Buyout Trumped Cox Bid for Adelphia Assets

Cox Communications Inc. shed some additional light on the negotiations that led up to its accepting an $8.5 billion buyout offer from parent Cox Enterprises Inc. in a securities filing last week, noting that it also considered acquiring some Adelphia Communications Corp. assets.

Cox Communications agreed on Oct. 19 to accept an amended buyout offer from parent Cox Enterprises to buy the remaining 38% of Cox stock CEI didn’t own for $34.75 per share.

The new price was considerably higher than CEI’s August proposal to buy the shares for $32 each, a 16% premium to their trading price at the time.

ADELPHIA PITCH WEIGHED

Cox decided to look into its investment options, including buying back 50% or 100% of CCI shares late in the spring of 2004. In June, in a meeting attended by top CEI and CCI executives — including CEI chairman and CEO James Kennedy and CCI president and CEO Jim Robbins — CCI vice president of mergers and acquisitions Robert Rendell made a presentation concerning those investment options, including an Adelphia purchase.

“Mr. Rendell’s analysis compared a Cox stock buyback of approximately half the shares not beneficially owned by Enterprises and all of such shares, with the acquisition of Adelphia cable systems comprised of between 1.1 million and 2.2 million subscribers, respectively, using estimated EBITDA, imputed prices per subscriber and leverage required to complete each potential investment,” the document said.

Apparently Cox Enterprises decided the better investment was in Cox Communications stock.

After CEI made its initial proposal for the buyout, and Cox Communications appointed a special committee of independent directors to evaluate that proposal, the going wasn’t so easy.

Hampering the CEI offer: CCI shares were appreciating rapidly, rising $5.58 on the day of the announcement, to $33.16, and then to $33.47 in subsequent weeks.

The special committee hired Goldman Sachs & Co. on Aug. 13 to determine a fair price for CCI, comparing the MSO with its peers. Goldman estimated CCI was worth $33.50 to $46.35 per share.

That valuation included $3.166 billion for CCI’s 24.9% interest in Discovery Communications and $1.166 billion for Cox Business Services.

CEI at the time was holding fast to a $32 offer, while the special committee said it wouldn’t accept anything less than $37.

Later, CEI upped its offer to $33.50 (the low end of the Goldman valuation) and was rebuffed again.

Then came a bit of a cat-and-mouse game in several subsequent meetings, with CEI inching the price up and getting rejected.

When CEI’s latest “best and final” offer of $34.50 was again rejected by the committee, Kennedy said the parent company was ready to scuttle the deal.

WENT INTO CRISIS MODE

That’s when the special committee went into crisis mode, authorizing committee chairman Janet Clarke, a CCI board member and president of marketing technologies consulting firm Clarke Littlefield LLC, to negotiate the best price possible.

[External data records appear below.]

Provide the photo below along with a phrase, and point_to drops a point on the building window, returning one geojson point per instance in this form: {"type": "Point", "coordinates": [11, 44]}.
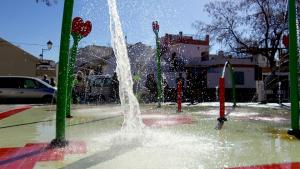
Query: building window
{"type": "Point", "coordinates": [239, 78]}
{"type": "Point", "coordinates": [204, 56]}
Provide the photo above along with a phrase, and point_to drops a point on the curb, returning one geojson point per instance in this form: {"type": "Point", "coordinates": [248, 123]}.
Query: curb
{"type": "Point", "coordinates": [14, 111]}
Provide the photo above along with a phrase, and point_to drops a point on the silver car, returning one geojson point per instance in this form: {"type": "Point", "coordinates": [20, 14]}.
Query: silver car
{"type": "Point", "coordinates": [25, 89]}
{"type": "Point", "coordinates": [100, 88]}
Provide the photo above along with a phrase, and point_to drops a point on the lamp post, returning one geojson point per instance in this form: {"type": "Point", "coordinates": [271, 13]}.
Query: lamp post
{"type": "Point", "coordinates": [155, 27]}
{"type": "Point", "coordinates": [49, 47]}
{"type": "Point", "coordinates": [80, 29]}
{"type": "Point", "coordinates": [293, 67]}
{"type": "Point", "coordinates": [60, 140]}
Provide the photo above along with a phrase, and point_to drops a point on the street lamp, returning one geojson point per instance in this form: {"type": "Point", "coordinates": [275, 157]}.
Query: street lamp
{"type": "Point", "coordinates": [49, 46]}
{"type": "Point", "coordinates": [155, 28]}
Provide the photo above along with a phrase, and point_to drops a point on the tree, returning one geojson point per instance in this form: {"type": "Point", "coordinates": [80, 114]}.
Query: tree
{"type": "Point", "coordinates": [247, 26]}
{"type": "Point", "coordinates": [48, 2]}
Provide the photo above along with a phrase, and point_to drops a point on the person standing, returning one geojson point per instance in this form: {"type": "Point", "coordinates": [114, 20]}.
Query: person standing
{"type": "Point", "coordinates": [151, 85]}
{"type": "Point", "coordinates": [189, 88]}
{"type": "Point", "coordinates": [115, 87]}
{"type": "Point", "coordinates": [180, 78]}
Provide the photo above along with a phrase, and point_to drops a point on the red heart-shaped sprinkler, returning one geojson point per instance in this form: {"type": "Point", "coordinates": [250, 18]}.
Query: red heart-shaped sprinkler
{"type": "Point", "coordinates": [76, 25]}
{"type": "Point", "coordinates": [80, 27]}
{"type": "Point", "coordinates": [86, 28]}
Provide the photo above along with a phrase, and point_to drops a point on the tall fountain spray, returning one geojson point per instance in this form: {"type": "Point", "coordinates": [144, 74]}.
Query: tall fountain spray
{"type": "Point", "coordinates": [129, 103]}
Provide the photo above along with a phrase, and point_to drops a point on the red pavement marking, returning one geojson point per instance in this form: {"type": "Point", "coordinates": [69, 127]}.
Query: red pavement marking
{"type": "Point", "coordinates": [166, 120]}
{"type": "Point", "coordinates": [294, 165]}
{"type": "Point", "coordinates": [13, 111]}
{"type": "Point", "coordinates": [26, 157]}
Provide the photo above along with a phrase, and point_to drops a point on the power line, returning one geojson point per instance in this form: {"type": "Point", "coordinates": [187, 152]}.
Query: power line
{"type": "Point", "coordinates": [29, 44]}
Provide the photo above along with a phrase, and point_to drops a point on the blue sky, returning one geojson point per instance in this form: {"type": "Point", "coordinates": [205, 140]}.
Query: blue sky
{"type": "Point", "coordinates": [30, 25]}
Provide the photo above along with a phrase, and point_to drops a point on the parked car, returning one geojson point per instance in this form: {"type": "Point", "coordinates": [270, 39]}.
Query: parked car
{"type": "Point", "coordinates": [100, 88]}
{"type": "Point", "coordinates": [25, 89]}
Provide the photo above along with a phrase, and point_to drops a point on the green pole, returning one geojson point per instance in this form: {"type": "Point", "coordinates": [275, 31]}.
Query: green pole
{"type": "Point", "coordinates": [159, 79]}
{"type": "Point", "coordinates": [293, 66]}
{"type": "Point", "coordinates": [60, 140]}
{"type": "Point", "coordinates": [232, 76]}
{"type": "Point", "coordinates": [71, 75]}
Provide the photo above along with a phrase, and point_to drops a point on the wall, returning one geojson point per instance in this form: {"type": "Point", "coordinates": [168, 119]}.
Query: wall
{"type": "Point", "coordinates": [15, 61]}
{"type": "Point", "coordinates": [214, 74]}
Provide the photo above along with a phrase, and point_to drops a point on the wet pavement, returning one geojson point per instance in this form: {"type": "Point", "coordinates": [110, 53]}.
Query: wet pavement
{"type": "Point", "coordinates": [252, 136]}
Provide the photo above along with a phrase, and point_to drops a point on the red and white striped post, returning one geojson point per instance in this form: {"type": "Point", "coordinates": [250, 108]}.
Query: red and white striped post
{"type": "Point", "coordinates": [222, 99]}
{"type": "Point", "coordinates": [179, 96]}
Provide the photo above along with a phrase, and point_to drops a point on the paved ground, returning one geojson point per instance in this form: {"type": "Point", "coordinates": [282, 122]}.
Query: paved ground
{"type": "Point", "coordinates": [252, 137]}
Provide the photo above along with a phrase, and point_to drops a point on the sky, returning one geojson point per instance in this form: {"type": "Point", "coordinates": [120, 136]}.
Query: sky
{"type": "Point", "coordinates": [31, 25]}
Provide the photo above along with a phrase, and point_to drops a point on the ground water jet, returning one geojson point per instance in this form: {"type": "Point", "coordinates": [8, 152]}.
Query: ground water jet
{"type": "Point", "coordinates": [129, 103]}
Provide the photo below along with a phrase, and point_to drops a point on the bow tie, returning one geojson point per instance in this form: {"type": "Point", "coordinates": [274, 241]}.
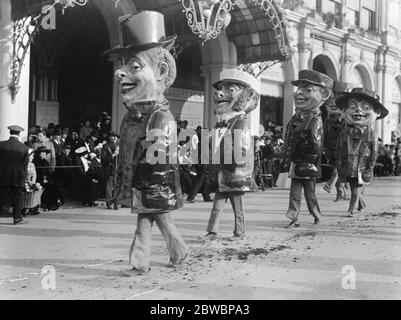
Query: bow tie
{"type": "Point", "coordinates": [138, 119]}
{"type": "Point", "coordinates": [222, 124]}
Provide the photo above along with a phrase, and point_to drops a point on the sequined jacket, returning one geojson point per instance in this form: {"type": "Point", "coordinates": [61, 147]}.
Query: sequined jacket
{"type": "Point", "coordinates": [155, 185]}
{"type": "Point", "coordinates": [233, 173]}
{"type": "Point", "coordinates": [304, 141]}
{"type": "Point", "coordinates": [356, 152]}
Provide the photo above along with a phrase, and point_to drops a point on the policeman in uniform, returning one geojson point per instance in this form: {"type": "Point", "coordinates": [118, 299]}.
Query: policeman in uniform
{"type": "Point", "coordinates": [14, 160]}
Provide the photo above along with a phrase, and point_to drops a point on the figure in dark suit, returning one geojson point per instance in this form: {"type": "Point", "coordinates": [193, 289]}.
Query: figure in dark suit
{"type": "Point", "coordinates": [13, 167]}
{"type": "Point", "coordinates": [304, 142]}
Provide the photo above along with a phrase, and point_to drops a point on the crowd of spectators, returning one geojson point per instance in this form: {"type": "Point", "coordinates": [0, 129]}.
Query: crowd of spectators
{"type": "Point", "coordinates": [388, 160]}
{"type": "Point", "coordinates": [78, 162]}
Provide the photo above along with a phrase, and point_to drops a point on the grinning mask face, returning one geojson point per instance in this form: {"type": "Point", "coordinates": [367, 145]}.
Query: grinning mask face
{"type": "Point", "coordinates": [333, 111]}
{"type": "Point", "coordinates": [309, 97]}
{"type": "Point", "coordinates": [233, 97]}
{"type": "Point", "coordinates": [360, 113]}
{"type": "Point", "coordinates": [145, 75]}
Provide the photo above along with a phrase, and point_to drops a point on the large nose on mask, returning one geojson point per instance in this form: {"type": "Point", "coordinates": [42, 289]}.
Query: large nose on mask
{"type": "Point", "coordinates": [120, 74]}
{"type": "Point", "coordinates": [298, 92]}
{"type": "Point", "coordinates": [219, 94]}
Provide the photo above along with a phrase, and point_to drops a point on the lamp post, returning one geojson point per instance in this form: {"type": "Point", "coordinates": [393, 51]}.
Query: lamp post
{"type": "Point", "coordinates": [208, 18]}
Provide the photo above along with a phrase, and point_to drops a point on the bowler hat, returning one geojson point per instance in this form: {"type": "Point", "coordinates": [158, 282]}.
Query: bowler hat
{"type": "Point", "coordinates": [15, 128]}
{"type": "Point", "coordinates": [238, 76]}
{"type": "Point", "coordinates": [314, 77]}
{"type": "Point", "coordinates": [42, 149]}
{"type": "Point", "coordinates": [141, 31]}
{"type": "Point", "coordinates": [365, 94]}
{"type": "Point", "coordinates": [81, 151]}
{"type": "Point", "coordinates": [113, 134]}
{"type": "Point", "coordinates": [66, 146]}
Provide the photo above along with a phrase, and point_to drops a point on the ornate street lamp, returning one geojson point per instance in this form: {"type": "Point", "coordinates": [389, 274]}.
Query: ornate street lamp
{"type": "Point", "coordinates": [208, 18]}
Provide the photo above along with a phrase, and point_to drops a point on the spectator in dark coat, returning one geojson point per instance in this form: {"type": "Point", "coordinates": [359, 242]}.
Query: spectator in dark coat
{"type": "Point", "coordinates": [14, 160]}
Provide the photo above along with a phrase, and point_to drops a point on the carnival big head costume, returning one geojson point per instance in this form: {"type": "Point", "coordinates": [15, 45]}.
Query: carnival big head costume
{"type": "Point", "coordinates": [357, 146]}
{"type": "Point", "coordinates": [237, 94]}
{"type": "Point", "coordinates": [148, 171]}
{"type": "Point", "coordinates": [304, 138]}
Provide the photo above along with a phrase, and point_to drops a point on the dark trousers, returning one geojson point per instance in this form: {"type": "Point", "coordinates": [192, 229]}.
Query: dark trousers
{"type": "Point", "coordinates": [109, 184]}
{"type": "Point", "coordinates": [237, 202]}
{"type": "Point", "coordinates": [294, 208]}
{"type": "Point", "coordinates": [357, 202]}
{"type": "Point", "coordinates": [139, 254]}
{"type": "Point", "coordinates": [199, 184]}
{"type": "Point", "coordinates": [13, 196]}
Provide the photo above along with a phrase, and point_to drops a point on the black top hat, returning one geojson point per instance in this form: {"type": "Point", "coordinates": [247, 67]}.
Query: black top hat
{"type": "Point", "coordinates": [141, 31]}
{"type": "Point", "coordinates": [66, 146]}
{"type": "Point", "coordinates": [15, 128]}
{"type": "Point", "coordinates": [113, 134]}
{"type": "Point", "coordinates": [42, 149]}
{"type": "Point", "coordinates": [314, 77]}
{"type": "Point", "coordinates": [365, 94]}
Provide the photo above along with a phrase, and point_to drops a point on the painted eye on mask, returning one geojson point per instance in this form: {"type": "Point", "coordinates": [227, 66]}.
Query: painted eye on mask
{"type": "Point", "coordinates": [366, 107]}
{"type": "Point", "coordinates": [352, 107]}
{"type": "Point", "coordinates": [135, 66]}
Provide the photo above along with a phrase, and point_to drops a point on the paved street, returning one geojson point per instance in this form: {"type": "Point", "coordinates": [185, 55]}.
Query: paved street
{"type": "Point", "coordinates": [89, 246]}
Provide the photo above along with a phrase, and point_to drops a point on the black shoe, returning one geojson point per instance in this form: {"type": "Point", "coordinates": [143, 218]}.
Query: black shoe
{"type": "Point", "coordinates": [293, 224]}
{"type": "Point", "coordinates": [21, 221]}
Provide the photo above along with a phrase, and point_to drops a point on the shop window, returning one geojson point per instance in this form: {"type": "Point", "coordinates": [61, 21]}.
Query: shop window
{"type": "Point", "coordinates": [371, 19]}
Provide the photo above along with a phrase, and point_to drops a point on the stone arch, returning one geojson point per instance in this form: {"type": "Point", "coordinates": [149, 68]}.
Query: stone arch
{"type": "Point", "coordinates": [362, 70]}
{"type": "Point", "coordinates": [324, 62]}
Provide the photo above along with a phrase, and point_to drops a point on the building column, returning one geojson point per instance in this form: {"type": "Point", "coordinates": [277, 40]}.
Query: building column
{"type": "Point", "coordinates": [11, 113]}
{"type": "Point", "coordinates": [380, 71]}
{"type": "Point", "coordinates": [304, 46]}
{"type": "Point", "coordinates": [118, 110]}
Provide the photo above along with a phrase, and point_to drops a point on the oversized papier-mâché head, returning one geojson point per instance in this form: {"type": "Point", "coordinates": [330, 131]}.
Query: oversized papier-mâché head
{"type": "Point", "coordinates": [361, 107]}
{"type": "Point", "coordinates": [236, 91]}
{"type": "Point", "coordinates": [147, 66]}
{"type": "Point", "coordinates": [314, 88]}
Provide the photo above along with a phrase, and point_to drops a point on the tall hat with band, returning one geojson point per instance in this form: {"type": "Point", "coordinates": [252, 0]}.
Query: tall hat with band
{"type": "Point", "coordinates": [363, 94]}
{"type": "Point", "coordinates": [315, 78]}
{"type": "Point", "coordinates": [238, 76]}
{"type": "Point", "coordinates": [141, 31]}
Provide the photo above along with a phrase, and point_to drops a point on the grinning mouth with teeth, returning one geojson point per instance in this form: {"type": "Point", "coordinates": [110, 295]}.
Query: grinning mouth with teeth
{"type": "Point", "coordinates": [127, 87]}
{"type": "Point", "coordinates": [358, 117]}
{"type": "Point", "coordinates": [223, 101]}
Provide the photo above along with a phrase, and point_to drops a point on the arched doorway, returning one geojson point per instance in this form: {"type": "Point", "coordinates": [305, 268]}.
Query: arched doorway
{"type": "Point", "coordinates": [70, 80]}
{"type": "Point", "coordinates": [322, 63]}
{"type": "Point", "coordinates": [186, 96]}
{"type": "Point", "coordinates": [361, 78]}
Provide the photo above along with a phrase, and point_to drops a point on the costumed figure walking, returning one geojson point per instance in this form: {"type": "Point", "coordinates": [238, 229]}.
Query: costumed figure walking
{"type": "Point", "coordinates": [148, 164]}
{"type": "Point", "coordinates": [304, 139]}
{"type": "Point", "coordinates": [232, 166]}
{"type": "Point", "coordinates": [331, 129]}
{"type": "Point", "coordinates": [356, 151]}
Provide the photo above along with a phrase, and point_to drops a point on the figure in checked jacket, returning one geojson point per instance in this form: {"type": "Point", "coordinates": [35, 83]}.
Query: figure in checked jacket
{"type": "Point", "coordinates": [232, 164]}
{"type": "Point", "coordinates": [356, 151]}
{"type": "Point", "coordinates": [148, 169]}
{"type": "Point", "coordinates": [304, 139]}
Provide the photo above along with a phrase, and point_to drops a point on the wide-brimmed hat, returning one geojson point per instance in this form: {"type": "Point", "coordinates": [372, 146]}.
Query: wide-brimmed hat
{"type": "Point", "coordinates": [365, 94]}
{"type": "Point", "coordinates": [141, 31]}
{"type": "Point", "coordinates": [42, 149]}
{"type": "Point", "coordinates": [113, 134]}
{"type": "Point", "coordinates": [314, 77]}
{"type": "Point", "coordinates": [238, 76]}
{"type": "Point", "coordinates": [81, 151]}
{"type": "Point", "coordinates": [15, 128]}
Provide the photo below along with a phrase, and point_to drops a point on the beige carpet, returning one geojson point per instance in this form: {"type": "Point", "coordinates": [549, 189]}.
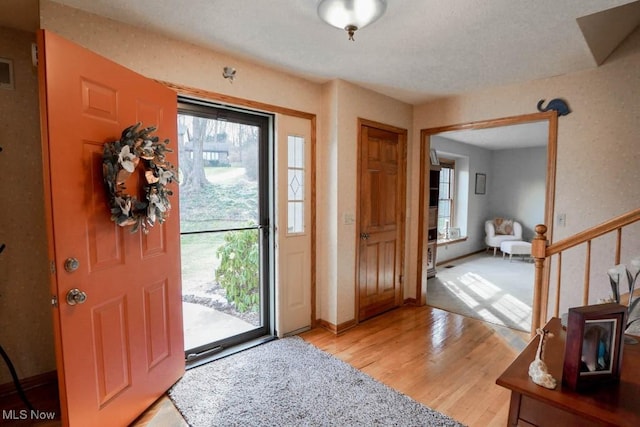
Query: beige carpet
{"type": "Point", "coordinates": [485, 287]}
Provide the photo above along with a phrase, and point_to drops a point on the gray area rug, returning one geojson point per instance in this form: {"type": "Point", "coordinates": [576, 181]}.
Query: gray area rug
{"type": "Point", "coordinates": [487, 288]}
{"type": "Point", "coordinates": [289, 382]}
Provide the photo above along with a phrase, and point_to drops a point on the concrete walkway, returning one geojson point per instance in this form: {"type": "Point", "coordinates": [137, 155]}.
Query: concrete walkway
{"type": "Point", "coordinates": [203, 325]}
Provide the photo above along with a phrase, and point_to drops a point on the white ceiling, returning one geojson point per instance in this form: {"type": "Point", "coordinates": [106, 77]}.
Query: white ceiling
{"type": "Point", "coordinates": [524, 135]}
{"type": "Point", "coordinates": [418, 50]}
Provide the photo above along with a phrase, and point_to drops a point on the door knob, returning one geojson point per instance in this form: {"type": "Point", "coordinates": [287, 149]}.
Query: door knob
{"type": "Point", "coordinates": [76, 296]}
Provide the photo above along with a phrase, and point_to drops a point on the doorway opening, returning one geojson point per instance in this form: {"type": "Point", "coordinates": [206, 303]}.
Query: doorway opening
{"type": "Point", "coordinates": [226, 206]}
{"type": "Point", "coordinates": [515, 157]}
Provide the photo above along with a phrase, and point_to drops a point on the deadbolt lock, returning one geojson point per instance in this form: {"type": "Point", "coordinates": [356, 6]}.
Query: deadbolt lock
{"type": "Point", "coordinates": [76, 296]}
{"type": "Point", "coordinates": [71, 264]}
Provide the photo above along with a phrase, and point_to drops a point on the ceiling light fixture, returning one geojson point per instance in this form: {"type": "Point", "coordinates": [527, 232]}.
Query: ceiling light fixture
{"type": "Point", "coordinates": [351, 15]}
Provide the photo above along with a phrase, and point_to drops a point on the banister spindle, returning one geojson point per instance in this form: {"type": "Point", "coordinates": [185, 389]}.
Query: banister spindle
{"type": "Point", "coordinates": [556, 312]}
{"type": "Point", "coordinates": [587, 275]}
{"type": "Point", "coordinates": [538, 252]}
{"type": "Point", "coordinates": [618, 245]}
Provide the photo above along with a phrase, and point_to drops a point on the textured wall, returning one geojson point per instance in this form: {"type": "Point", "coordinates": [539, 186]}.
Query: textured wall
{"type": "Point", "coordinates": [516, 186]}
{"type": "Point", "coordinates": [26, 330]}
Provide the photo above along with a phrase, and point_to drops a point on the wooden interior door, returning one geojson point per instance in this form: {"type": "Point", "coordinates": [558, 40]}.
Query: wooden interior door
{"type": "Point", "coordinates": [294, 228]}
{"type": "Point", "coordinates": [381, 218]}
{"type": "Point", "coordinates": [123, 347]}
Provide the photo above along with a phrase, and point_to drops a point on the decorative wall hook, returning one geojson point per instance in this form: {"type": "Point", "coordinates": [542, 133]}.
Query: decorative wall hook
{"type": "Point", "coordinates": [229, 73]}
{"type": "Point", "coordinates": [556, 104]}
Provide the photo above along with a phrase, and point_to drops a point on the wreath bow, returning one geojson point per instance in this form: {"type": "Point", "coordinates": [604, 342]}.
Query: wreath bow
{"type": "Point", "coordinates": [120, 159]}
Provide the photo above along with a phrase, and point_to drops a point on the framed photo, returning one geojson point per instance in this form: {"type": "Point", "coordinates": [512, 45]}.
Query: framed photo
{"type": "Point", "coordinates": [6, 74]}
{"type": "Point", "coordinates": [434, 157]}
{"type": "Point", "coordinates": [593, 350]}
{"type": "Point", "coordinates": [454, 233]}
{"type": "Point", "coordinates": [481, 183]}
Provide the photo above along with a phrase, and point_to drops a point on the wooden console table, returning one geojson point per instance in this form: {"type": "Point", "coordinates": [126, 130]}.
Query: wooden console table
{"type": "Point", "coordinates": [605, 405]}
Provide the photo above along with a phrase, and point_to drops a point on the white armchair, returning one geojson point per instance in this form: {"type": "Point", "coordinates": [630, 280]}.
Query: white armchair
{"type": "Point", "coordinates": [493, 239]}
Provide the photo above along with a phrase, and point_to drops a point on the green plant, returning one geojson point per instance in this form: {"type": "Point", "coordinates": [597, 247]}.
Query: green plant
{"type": "Point", "coordinates": [238, 273]}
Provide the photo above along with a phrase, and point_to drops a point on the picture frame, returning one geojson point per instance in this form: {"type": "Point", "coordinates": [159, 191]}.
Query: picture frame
{"type": "Point", "coordinates": [454, 233]}
{"type": "Point", "coordinates": [594, 345]}
{"type": "Point", "coordinates": [481, 183]}
{"type": "Point", "coordinates": [6, 74]}
{"type": "Point", "coordinates": [434, 157]}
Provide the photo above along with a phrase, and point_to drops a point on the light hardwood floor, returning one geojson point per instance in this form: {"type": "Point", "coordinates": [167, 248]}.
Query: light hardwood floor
{"type": "Point", "coordinates": [443, 360]}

Clarke lowered her demands to $35.25 per share at that meeting, rejected by CEI as too high.

After that meeting broke up, and it became apparent that CEI would walk away, Clarke learned Kennedy had returned to his office and arranged a meeting.

At that meeting, Kennedy said he would consider raising the price to $34.75 — which Clarke accepted, as long as CEI agreed to settle shareholder litigation against CCI to avoid any potential disruptions or distractions.

Four days later, after lawyers were consulted, Cox Enterprises and Cox Communications agreed to the deal.